I have a homework problem that requires you to prove if a language is one of the three:
How would you prove each one? I know Pumping Lemma can verify if a language is Not Regular or Not Context-Free, but that’s it.
The example to help me understand better is the following:
{ a^(2n+1)b^(3n+2) | n ∈ N }, alphabet { a, b } where N is all natural numbers.
The pumping lemma for regular languages can tell you that a language is not regular; however, it cannot tell you that a language is regular. To tell that a language is regular, you must do the equivalent of producing a finite automaton, regular grammar or regular expression and then proving it's correct for your language.
The pumping lemma for context-free languages tells you whether the language is or is not context free. That is, if a language satisfies the pumping lemma for context-free languages, it is context free; and if it does not, then it is not. However, you can certainly use it in the same way you'd use the pumping lemma for regular languages and go ahead and find a pushdown automaton or context-free grammar instead.

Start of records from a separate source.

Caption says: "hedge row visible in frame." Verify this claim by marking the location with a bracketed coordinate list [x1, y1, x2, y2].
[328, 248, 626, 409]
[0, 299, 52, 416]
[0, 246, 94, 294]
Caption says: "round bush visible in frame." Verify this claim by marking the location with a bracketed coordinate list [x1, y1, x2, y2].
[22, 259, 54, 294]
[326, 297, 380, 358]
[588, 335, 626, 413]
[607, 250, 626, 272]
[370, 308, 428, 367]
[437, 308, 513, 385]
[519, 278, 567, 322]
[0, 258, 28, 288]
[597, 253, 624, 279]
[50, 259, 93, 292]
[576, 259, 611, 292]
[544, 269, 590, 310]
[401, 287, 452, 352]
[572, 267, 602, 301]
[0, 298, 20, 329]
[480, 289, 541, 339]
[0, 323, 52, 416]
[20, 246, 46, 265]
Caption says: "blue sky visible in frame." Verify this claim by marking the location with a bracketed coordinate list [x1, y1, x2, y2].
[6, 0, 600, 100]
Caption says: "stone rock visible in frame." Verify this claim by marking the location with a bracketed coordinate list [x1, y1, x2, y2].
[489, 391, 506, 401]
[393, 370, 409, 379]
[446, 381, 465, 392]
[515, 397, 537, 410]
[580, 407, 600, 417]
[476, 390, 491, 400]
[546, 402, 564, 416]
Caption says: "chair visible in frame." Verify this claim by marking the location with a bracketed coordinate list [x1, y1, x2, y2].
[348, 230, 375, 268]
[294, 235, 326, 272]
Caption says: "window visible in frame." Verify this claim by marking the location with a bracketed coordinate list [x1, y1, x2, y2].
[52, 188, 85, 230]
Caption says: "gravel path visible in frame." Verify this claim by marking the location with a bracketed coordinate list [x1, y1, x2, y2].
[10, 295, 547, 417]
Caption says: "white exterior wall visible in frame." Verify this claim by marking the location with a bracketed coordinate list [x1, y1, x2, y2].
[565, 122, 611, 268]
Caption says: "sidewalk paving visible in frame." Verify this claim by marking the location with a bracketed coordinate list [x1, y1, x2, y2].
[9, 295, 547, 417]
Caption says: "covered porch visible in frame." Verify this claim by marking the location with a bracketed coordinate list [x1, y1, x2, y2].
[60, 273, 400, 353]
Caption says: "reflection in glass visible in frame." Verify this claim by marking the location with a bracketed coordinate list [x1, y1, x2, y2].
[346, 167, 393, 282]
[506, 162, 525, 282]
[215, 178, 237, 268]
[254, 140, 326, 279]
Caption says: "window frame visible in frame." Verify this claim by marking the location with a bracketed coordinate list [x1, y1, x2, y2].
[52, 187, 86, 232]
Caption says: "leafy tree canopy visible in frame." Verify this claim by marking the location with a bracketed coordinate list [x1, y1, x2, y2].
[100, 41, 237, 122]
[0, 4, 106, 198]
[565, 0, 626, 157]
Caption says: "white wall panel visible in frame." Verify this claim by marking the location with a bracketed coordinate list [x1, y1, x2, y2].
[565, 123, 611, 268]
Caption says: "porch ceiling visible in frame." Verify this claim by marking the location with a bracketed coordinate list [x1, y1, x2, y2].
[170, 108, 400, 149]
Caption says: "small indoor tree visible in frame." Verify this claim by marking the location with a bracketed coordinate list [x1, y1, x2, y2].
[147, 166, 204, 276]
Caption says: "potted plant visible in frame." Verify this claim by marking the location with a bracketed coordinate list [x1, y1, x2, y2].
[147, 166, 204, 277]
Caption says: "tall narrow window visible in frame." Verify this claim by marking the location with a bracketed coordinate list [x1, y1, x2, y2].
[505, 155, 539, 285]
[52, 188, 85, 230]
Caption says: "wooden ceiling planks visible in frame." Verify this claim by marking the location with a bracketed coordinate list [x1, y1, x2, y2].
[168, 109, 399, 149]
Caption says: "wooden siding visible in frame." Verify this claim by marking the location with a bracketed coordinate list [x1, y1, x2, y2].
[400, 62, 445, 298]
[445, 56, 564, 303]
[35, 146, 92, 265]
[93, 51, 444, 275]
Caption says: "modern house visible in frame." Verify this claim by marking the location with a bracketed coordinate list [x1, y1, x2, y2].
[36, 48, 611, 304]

In your case, we can first choose the string a^(2p+1) b^(3p+2) to show that the language is not regular by the pumping lemma for regular languages. We can show the language is context-free by arguing that for any string of the form a^(2k+1) b^(3k+2) where 2k+1 and 3k+2 are sufficiently large, we can always choose v to contain 2 a's and y to contain three b's, so that pumping maintains the required property. Alternatively, we can just give a CFG for it based on the same insight:
S -> aaSbbb | abb
Then we should show the grammar is correct, which is left as an exercise.